We asked her: “So what do you plan on doing to get the money?” (One of the things we’ve tried to teach our daughter is to be resourceful in getting what she wants – there’s a time to ask, and there’s a time to GIVE for what you want)
We do trainings twice per week in our office. Literally almost 200 people come, twice per week. Many of them come from work and are a bit hungry or at the least would enjoy a small bite of something.
She’s been aware of this and she realized she had an opportunity right in front of her that she can capitalize on.
Via her personal relationships in the office, she arranges to sell cupcakes, cookies and brownies at the office during our training times.
She even surveyed some of the people at the office and took suggestions for what type of products and flavors they’d like.

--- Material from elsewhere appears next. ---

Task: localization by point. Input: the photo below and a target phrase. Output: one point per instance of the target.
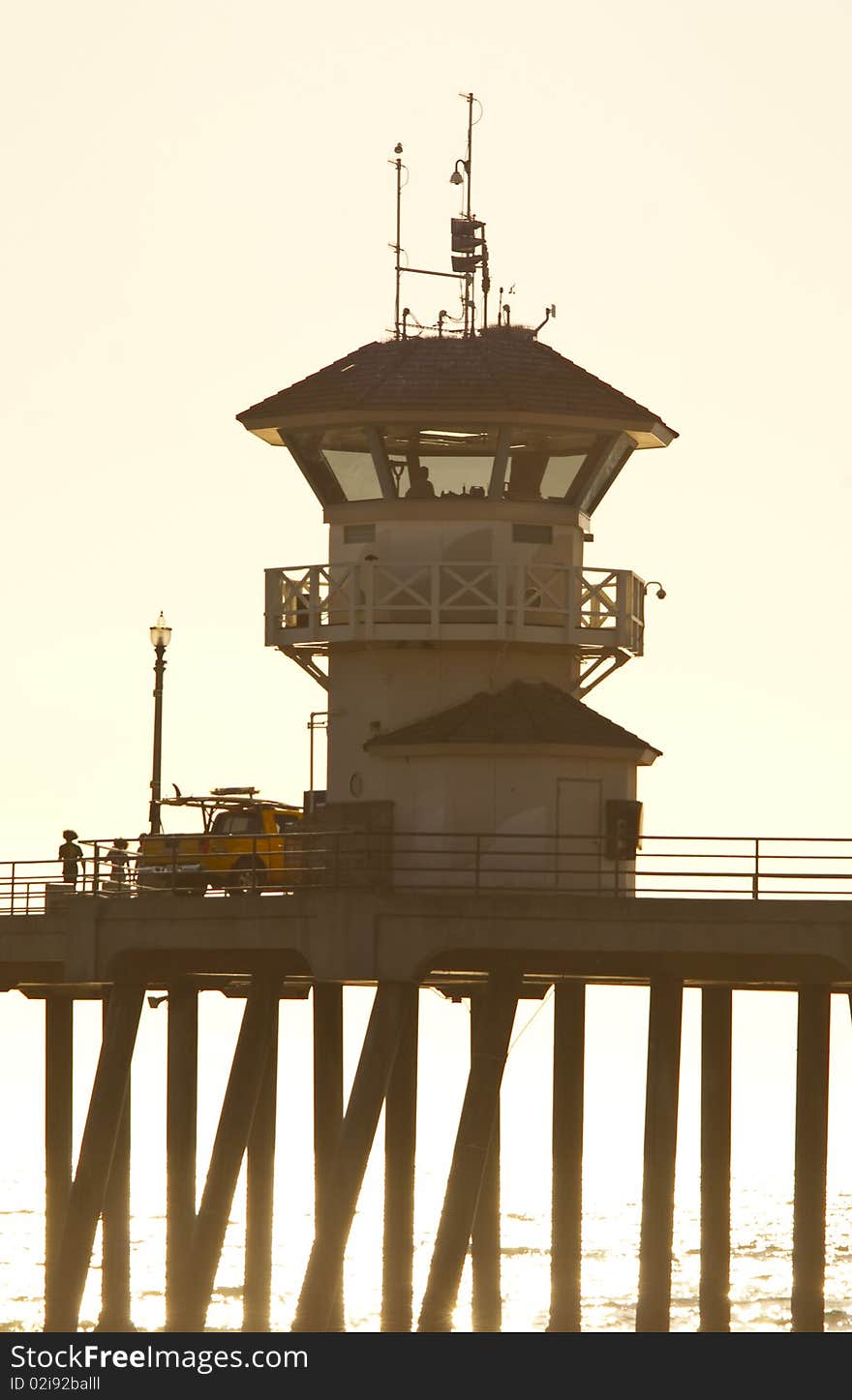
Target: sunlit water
(761, 1198)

She then gets to work. Goes to the store, gets the ingredients, tools, baking pans, etc and gets to baking. She even put her mom to work for her
It took her 4 1/2 hours to bake all her goodies. It was ALLOT of work. At one point she got frustrated because she realized she underestimated the work it was going to take to reach her goal.
She had a choice: quit or keep going towards the direction of her goal. With a little encouragement from her mom, she pushed through it.

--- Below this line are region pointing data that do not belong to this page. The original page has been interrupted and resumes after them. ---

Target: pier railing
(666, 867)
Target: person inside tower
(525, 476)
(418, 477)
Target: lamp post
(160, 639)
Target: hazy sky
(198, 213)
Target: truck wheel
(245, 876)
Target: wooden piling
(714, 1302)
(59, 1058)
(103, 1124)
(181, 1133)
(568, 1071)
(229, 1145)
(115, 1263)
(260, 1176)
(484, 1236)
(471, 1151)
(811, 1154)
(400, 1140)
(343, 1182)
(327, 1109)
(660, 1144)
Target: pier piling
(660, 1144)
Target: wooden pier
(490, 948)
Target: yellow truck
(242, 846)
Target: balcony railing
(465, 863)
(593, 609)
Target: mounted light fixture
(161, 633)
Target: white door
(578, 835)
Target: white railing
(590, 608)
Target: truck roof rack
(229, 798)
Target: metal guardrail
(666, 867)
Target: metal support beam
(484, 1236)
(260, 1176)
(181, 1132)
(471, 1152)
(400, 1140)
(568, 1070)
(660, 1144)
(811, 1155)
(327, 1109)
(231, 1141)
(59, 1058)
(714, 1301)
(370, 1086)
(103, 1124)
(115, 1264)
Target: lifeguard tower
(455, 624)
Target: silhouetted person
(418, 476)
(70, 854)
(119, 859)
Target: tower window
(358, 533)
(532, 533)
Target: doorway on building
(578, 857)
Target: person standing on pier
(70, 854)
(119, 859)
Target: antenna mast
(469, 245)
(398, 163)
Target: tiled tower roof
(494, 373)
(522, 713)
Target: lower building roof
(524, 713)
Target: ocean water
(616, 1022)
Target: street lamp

She decides to sell everything at $1 per unit, to keep things simple. (3 cookies for $1, cupcakes, brownies $1 each).
When she comes to the office, she sets her display table in the most trafficked area of the office, where she can’t be missed.

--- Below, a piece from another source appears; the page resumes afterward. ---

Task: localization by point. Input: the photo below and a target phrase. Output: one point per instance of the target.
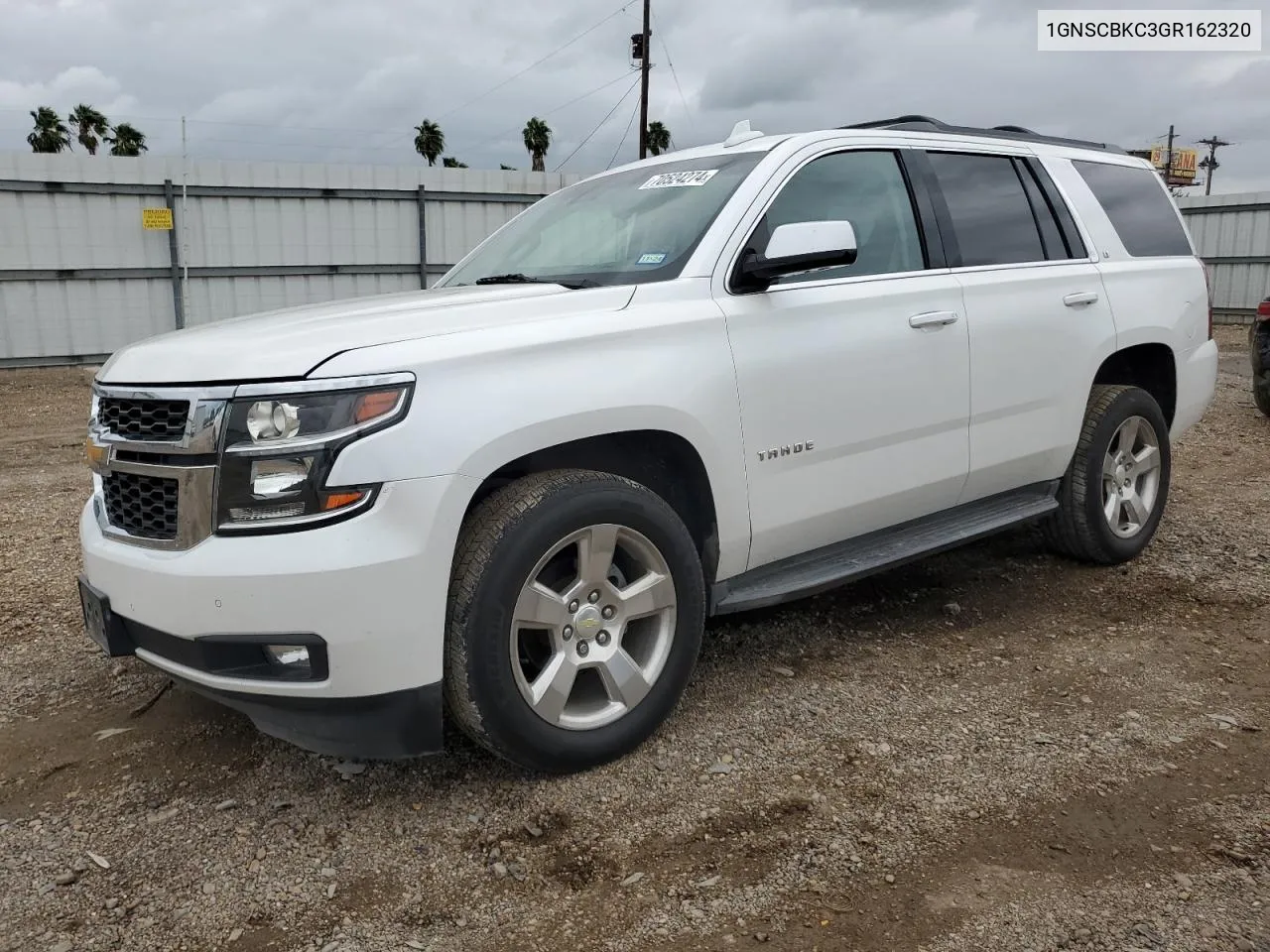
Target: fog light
(272, 419)
(280, 477)
(294, 657)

She also somehow gets the office staff and executives to do some word of mouth marketing for her throughout the night, spreading the good news of her delicious goods.
Within almost 4 hours she sells out, making almost $300. A profit of over $250. That’s over $29 per hour. Not a bad financial ROI.
She also picked up a custom cookie order AND got invited to come back this weekend and do it again where they’ll be almost twice as many people there.
This morning I asked her “So what did you learn from this, kid?” Here’s some of the lessons her and I extracted from this experience:
1. Opportunities are everywhere. You just have to keep your eyes, ears, mind and heart open to them.
2. Find the “HUNGRY” crowd and get in front of them. Stop trying to CREATE desire IN people and just find the ones who ALREADY HAVE A DESIRE for your product or service.
3. Leverage your relationships. Good people want to help you; find a way to ADD VALUE to them in exchange for them helping you spread the word about you and what you do.
4. Give in order to meet your need. Most would simply just ask. Instead, ASK what people want and find a way to GIVE IT to them. Life gives to the givers and takes from the takers.
4. Embrace the grind. Whatever goal you have, it’s going to take hard work, determination, hustle and persistence to achieve it. Suck it up already and get to work. You’re wasting time.
5. Whatever you are offering, make it an IRRESISTIBLE offer that people CAN’T say no to (think value vs. price)
6. Always do the BEST you can. Even when it costs you more than you thought it would. Do it anyway. It will come back to you in spades.
7.Never quit. Quitting is for wussies. When it gets tough, remember why you started in the first place.